Tessier, who still plays music in the popular Ann Arbor-based George Bedard and the Kingpins, has launched a Facebook page for the weekend (search for McGoos-Birthday-Bash).

He also put together some background for those unfamiliar with The Walrus and their time of the season, when music was a reflection of the times that were a changin'.

"For better or for worse, if you were young and around during the anti-war-free-love-drug-orgy period of rose-colored idealism that defined the period (1968-72), your political and philosophical beliefs were probably strongly influenced in one way or another," Tessier writes. "Depending on where you were, the local music might provide a political as well as entertainment value. Los Angeles had the Doors, Byrds, and Mamas and Papas; San Francisco had the (Grateful) Dead, (Jefferson) Airplane, and Quicksilver; and Marquette had The Walrus, Skidoos, and French Church.

"The Walrus was the name given a group started by Mike Mckelvy and Bill Etten, soon joined by Kim French and Don Kuhli -and what a cool quartet they were," he wrote. "They soon teamed up with local (Northern Michigan University) hippie protesters and Queen City Hipness was born.

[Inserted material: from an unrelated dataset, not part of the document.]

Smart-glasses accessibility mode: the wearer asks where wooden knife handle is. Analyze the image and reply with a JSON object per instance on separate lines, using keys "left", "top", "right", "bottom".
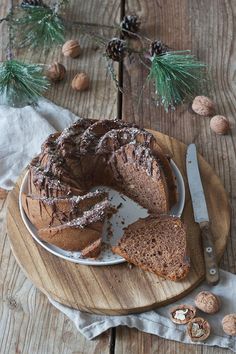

"The Left Banke Light Show faithfully recreated the same exotic atmosphere as Detroit's Grande Ball Room, San Francisco's Fillmore West, and Boston's Beacon Street Theater," Tessier wrote. "About a year later, they added me, Randy Tessier, on rhythm and vocals. Our oeuvre was the extended instrumental jam built upon a foundation of recognizable but obscure covers, Donovan's 'Season of the Witch," The Zombies' 'She's Not There,' Neil Young's 'Down by the River' and (Bob) Dylan's 'All Along the Watchtower are some examples.

"But we also did originals, both whimsical and romantic -Mckelvy and Etten's 'Delighted' and Tessier's 'Peter' as well as fiery political rant-anthems like 'Scream Out,' 'Have You Seen,' 'Rape and Plunder' and 'We Are Just a Band.'

"What's somewhat remarkable is that we were around for so short a time, yet still engender a certain affection and appreciation in our fans from those many years ago."

Tessier said Etten still plays music and lives in Negaunee; French lives, gigs and works in Ann Arbor; and Kuhli lives in San Diego and teaches in the public schools there.

Tessier said of the July 30 gig at the Lumberjack: "The Lumberjack 5 (a name assigned for this gig only) are a take-no-prisoner, Viagra-fueled group of self-delusional aging rockers who see the cutting edge as a rusty but trusty golden years possibility."

Saturday night, July 31, will feature Walrus minus Mckelvy, who lives and gigs in Ocala, Fla., and who could not make the reunion.

"In some sense, a portion of Saturday night's performance will evoke a sense of nostalgia and reminiscence for those headier times, which is as we intend it," Tessier wrote. "'Murder in My Heart for the Judge' and other Walrus hits will be played.

"But this gig should in no way be seen as a bunch of enfeebled geezers doing covers of Moody Blues snoozers, all apologies to MB's fans," he said. "This isn't about going through the motions -we aim to ROCK!"